New Refugee Centre in Poland
The Office for Foreigners opened the refugee centre in a renovated, one-storey building which can accommodate around 200 people. The new centre is the so called reception centre where the foreigners will stay only temporary, and after accomplishing all the formalities that have to be met by people applying for the refugee status, they will be directed to other centres in Poland. The centre in Biała Podlaska is the second centre of this type after the one in Dębak, located in the suburbs of Warsaw, the capital of Poland.
The choice of the localization is not accidental. “We wanted to open the new centre as closely to the eastern border as possible. In the vicinity, there is a frontier crossing point situated in Terespol where the biggest number of the refugees apply for the refugee status,” explains Ms Ewa Piechota from the Office for Foreigners in Warsaw. “In the centre there are rooms that can accommodate three and eight people. Moreover, the centre is equipped with a new playing field, physician’s office, treatment room, day-room and TV room. Currently, the centre is on trial bases, if there appear first foreigners, they will be invited to the centre,” says Ms Ewa Piechota.
None of the inhabitants of Bielsko Biała opposed to the opening of the refugee centre. What is more, around 300 citizens of this city wanted to work in the centre. Volunteers were the first to offer the foreigners from Biała Podlaska their helping hand. Thanks to the campaign “Because I Was a Newcomer” Poles could learn about problems, culture and tradition of the people who come from all over the world. The information meeting together with the artistic part was organized by the Office for Foreigners and Lublin Volunteer Centre on Sunday that preceded the official opening of the new refugee centre. The Chechen kitchen and performance of the children’s band “Stars of Chechen ” conquered hearts of the inhabitants of Biała Podlaska. Dariusz Dakus who came to see the performance of the “Stars of Chechen” with his fourteen years old daughter Patrycja, says: “We have to help others to regain freedom just others used to help us”. Maria Panasiuk, a teacher on pension, says: “There has to be somewhere a refuge for people who suffered a lot of pain.”

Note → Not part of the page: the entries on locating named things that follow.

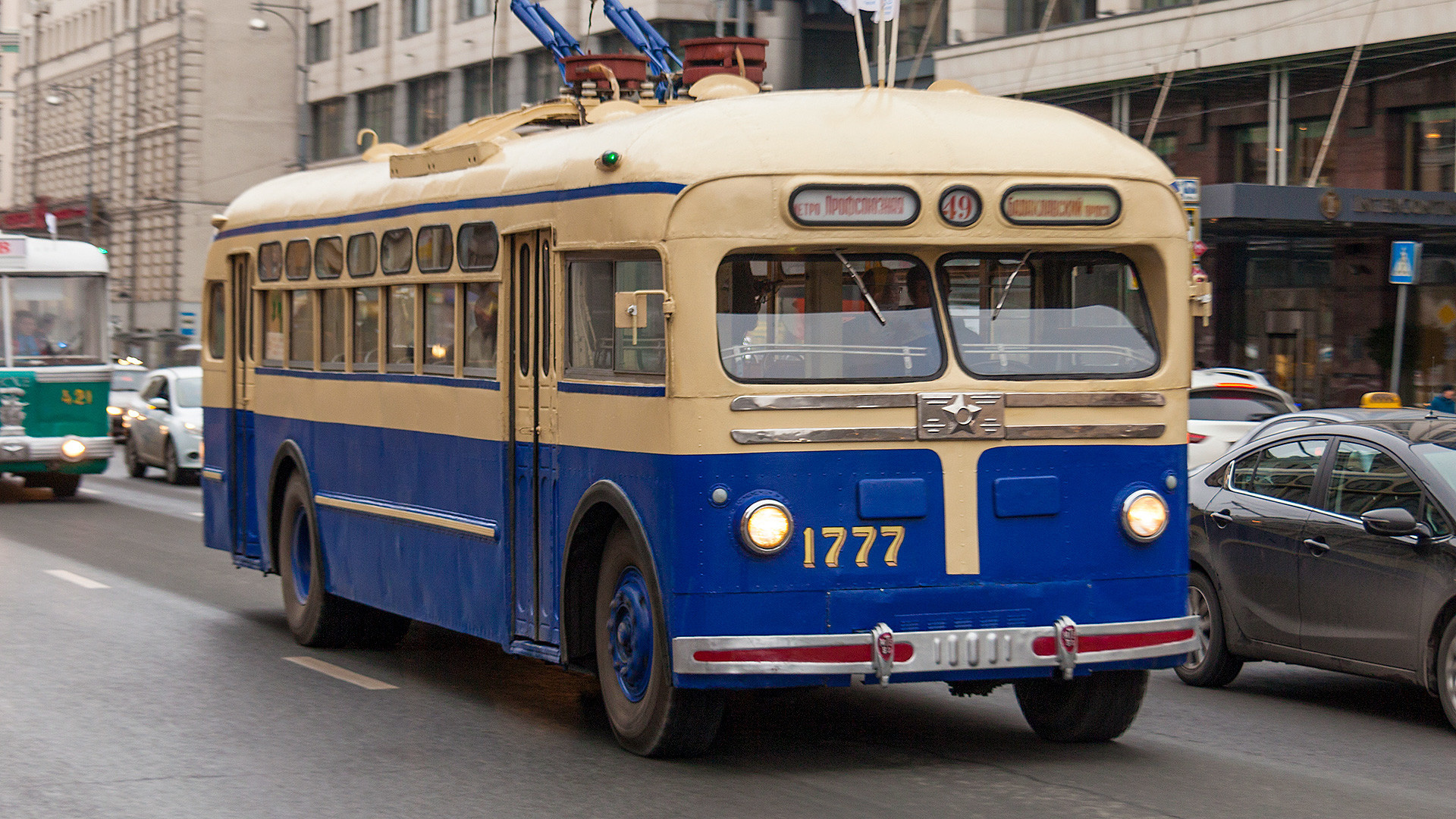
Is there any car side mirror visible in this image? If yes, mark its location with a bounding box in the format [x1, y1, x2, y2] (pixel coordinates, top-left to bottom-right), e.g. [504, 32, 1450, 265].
[1360, 509, 1431, 538]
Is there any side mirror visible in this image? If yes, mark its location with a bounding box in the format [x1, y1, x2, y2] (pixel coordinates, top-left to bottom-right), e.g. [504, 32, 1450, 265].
[1360, 509, 1431, 538]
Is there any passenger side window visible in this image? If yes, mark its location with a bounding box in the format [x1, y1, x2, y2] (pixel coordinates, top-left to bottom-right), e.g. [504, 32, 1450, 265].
[1329, 440, 1421, 520]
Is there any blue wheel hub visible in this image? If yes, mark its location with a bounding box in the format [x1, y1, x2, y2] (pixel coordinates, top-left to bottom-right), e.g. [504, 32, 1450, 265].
[288, 509, 313, 605]
[607, 567, 652, 702]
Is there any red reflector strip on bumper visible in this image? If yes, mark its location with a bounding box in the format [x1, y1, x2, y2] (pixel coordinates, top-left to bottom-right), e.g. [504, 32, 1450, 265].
[693, 642, 915, 663]
[1031, 628, 1192, 657]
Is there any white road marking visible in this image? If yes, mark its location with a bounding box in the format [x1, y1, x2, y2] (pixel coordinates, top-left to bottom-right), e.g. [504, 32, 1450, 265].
[284, 657, 399, 691]
[46, 568, 111, 588]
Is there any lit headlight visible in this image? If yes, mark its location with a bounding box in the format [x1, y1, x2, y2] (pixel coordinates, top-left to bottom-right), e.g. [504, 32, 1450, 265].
[738, 500, 793, 554]
[1122, 490, 1168, 544]
[61, 438, 86, 460]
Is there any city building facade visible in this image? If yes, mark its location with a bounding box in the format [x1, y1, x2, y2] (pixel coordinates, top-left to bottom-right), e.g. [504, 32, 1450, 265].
[14, 0, 300, 363]
[935, 0, 1456, 406]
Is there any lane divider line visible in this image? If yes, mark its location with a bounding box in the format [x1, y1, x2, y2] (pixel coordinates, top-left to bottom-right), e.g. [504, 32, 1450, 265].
[284, 657, 399, 691]
[46, 568, 111, 588]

Employees of the Office for Foreigners underline how important it is for them that the centre in Biała Podlaska is well accepted by the inhabitants of the city. “We should remember that the refugees are people who after crossing the border feel very lost and disoriented. They do not know the language and still they have to fend for themselves in a foreign country,” explains Ms Ewa Piechota. In the past, people were not always very willing to have refugees as their neighbours. For instance, two years ago, after objections on the part of the citizens, the Office for Foreigners withdrew from establishing the refugee centre in the military housing estate in Dęblin.
The centre in Biała Podlska is the nineteenth refugee centre in Poland. At present, there are in Poland over 6.000 people, mostly Chechens who apply for the refugee status and 4.309 of them live in these centres.